I was testing out Inquisitor in Safari (which I highly recommend and which now available for Firefox and IE—you’ll never go back to regular seaches.) and I started out by typing a boring “Hello”. The results were boring: Hello Magazine at the top. Then I followed it with “kitty” (it’s my subconscious, don’t ask) and the updated results were not particularly interesting either, so I got a little intense and typed “inquisition.” It was probably primed in my memory from thinking about Inquisitor, but you gotta admit, “Hello kitty inquisition” is a pretty good search term. The result you ask? The Warhammer 40K, Hello Kitty Sisters of Battle brigade. If you never played big tabletop games as a kid, you may not want to know, but for those of us who were into the miniatures, this is downright hilarious. I would just love to see some ubergeek pwned by the Sisters of Battle.
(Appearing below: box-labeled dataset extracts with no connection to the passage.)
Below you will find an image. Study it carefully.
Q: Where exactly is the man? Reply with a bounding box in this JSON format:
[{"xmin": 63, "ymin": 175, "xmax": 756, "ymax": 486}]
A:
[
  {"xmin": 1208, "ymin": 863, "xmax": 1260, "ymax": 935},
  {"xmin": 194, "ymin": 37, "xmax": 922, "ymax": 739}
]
Pink tanks… oo-rah!

Trouble at the Maps!

I’ve never had this particular problem with Google, but I bet if I keeping using it as much as I do, it won’t be long.

Introducing Powerset

Despite the fact that “Semantic Web” has been trending down (at least in Google searches), it seems like more web sites devoted to it are popping up these days. I’ve been messing around with Twine for a fews weeks now and it seems pretty useful, although it definitely can’t accomplish what they claim. [^1] A new one that I stumbled into, via KurzweilAI.net is Powerset. My 30 second review is that I tried searches on two pretty obscure subjects that I’ve been reading about lately, the St. Petersburg factor[^2] and kriegsspiel. Basically, I got the same search results at wikipedia, powerset and google—no immediately discernible differences.